Manny, an expensive liability

Let Manny Ramirez go!

After the season, that is.

Now before all the Dodger fans gather with pitchforks and torches at my doorstep, allow me to elucidate.

Manny Ramirez has been an extremely important cog in the Dodgers’ late-season machine. To argue otherwise would be foolish. He has lit a fire under the Dodgers as no mid-season acquisition has done before. Perhaps most importantly, at least in the eyes of owner Frank McCourt, Ramirez has bolstered the Dodger fan base, filling up the seats at Dodger Stadium and igniting a boost in marketing sales.

All fine and dandy. I love a pennant push as much as the next Blue Bleeder. Alas, amidst the euphoria of victory, some caution must be practiced.

Think back to a birthday many moons ago. Remember when you got that super-great toy and couldn’t wait to get it? Then you got it, and the world was yours, a carefree, joyous place made just for your pleasure. Now remember when that toy broke and how devastating it was, ruining your day and possibly even your week.

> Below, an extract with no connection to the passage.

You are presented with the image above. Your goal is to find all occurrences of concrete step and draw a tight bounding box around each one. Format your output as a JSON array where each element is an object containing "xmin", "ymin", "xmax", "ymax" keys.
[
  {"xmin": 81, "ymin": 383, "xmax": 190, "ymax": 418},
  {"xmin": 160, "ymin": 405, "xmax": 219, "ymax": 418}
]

Perhaps I’m just re-living a childhood memory, but this is an apt metaphor for what Manny Ramirez is, and could become, to the Dodgers. Ramirez is a breath of fresh air for a fan base suffocated with injured and inept free-agent signings: Jason Schmidt, Nomar Garciaparra (at times), Luis Gonzalez and most recently (and disastrously) Andruw Jones. Sign Ramirez to a deal after the season and L.A. is playing with matches that could ignite a fire beyond their control.

No, I am in no way insinuating that Ramirez is an arsonist. Ramirez is many other things.

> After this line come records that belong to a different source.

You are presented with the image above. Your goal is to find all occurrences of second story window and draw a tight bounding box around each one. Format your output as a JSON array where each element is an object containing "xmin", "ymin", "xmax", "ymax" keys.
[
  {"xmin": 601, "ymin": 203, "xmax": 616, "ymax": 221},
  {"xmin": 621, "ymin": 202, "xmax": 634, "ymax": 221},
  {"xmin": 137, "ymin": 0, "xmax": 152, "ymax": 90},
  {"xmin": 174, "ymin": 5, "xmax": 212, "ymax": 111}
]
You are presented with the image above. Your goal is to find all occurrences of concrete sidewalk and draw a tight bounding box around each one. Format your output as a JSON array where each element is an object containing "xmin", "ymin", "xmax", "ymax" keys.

Manny is old, at least in baseball years, at 36 years of age. Signing an old, Hall-of-Fame caliber veteran sounds great on paper, at least until you consider another example of Dodger blues. Jeff Kent was, without a doubt, a fantastic second baseman and in his prime, one of the best to ever play at his position. Yet his cantankerous attitude has not been missed while he sits out during the Dodgers’ recent victorious tear.

Speaking of cantankerous, Manny Ramirez has an attitude problem, so much so that the Boston Red Sox, Ramirez’s former outfit, once put him on waivers ““ the baseball equivalent of serving up a player for the taking ““ and no one claimed him. Perhaps he got a raw deal in Boston that no one else knows about, but in baseball circles, there is no excuse for dogging it to first base. Is that worth $20 million over three years?

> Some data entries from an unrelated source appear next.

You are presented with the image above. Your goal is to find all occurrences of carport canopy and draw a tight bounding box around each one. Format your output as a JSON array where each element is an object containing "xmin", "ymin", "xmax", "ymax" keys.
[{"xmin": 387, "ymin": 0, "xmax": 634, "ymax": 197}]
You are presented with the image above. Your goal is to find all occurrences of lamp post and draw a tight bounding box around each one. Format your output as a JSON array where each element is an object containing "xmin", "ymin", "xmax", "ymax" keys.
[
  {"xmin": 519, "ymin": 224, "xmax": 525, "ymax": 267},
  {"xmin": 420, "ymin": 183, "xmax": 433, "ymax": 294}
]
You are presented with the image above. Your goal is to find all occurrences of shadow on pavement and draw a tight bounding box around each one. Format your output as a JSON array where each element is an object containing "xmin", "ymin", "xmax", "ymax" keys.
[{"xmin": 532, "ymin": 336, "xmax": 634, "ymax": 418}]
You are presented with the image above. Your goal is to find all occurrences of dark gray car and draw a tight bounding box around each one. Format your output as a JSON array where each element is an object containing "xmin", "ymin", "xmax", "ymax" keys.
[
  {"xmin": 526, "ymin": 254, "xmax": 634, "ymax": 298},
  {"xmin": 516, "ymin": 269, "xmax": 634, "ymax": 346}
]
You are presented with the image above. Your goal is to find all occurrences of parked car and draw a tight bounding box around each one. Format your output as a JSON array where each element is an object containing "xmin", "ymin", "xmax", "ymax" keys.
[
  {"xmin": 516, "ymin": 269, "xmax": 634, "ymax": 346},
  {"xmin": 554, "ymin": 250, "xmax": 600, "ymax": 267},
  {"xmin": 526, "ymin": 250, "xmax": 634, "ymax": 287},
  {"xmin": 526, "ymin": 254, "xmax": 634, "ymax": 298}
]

Ramirez, besides being a costly expenditure, may also become a liability on the field as his career winds down. His numbers at the plate will almost certainly decrease, a plague that sets itself on all players at the sunset of their playing days. Also, no one has ever mistaken Manny Ramirez for a Gold Glove caliber outfielder.

It is time for Dodger fans to accept Ramirez as the mid-season rental that he is. That is not to say that we shouldn’t appreciate the quality of his hitting, the smiles he brings to the Dodger dugout and the boost he has provided in September (and October?). But that money can be spent retaining the services of Rafael Furcal, the Dodgers’ spark-plug shortstop, and perhaps even Derek Lowe, erstwhile ace of the L.A. staff.

As the saying goes, all good things must come to an end. So wear your dreadlock wigs with pride for a few more weeks, but please, Mr. McCourt, have the strength to say farewell.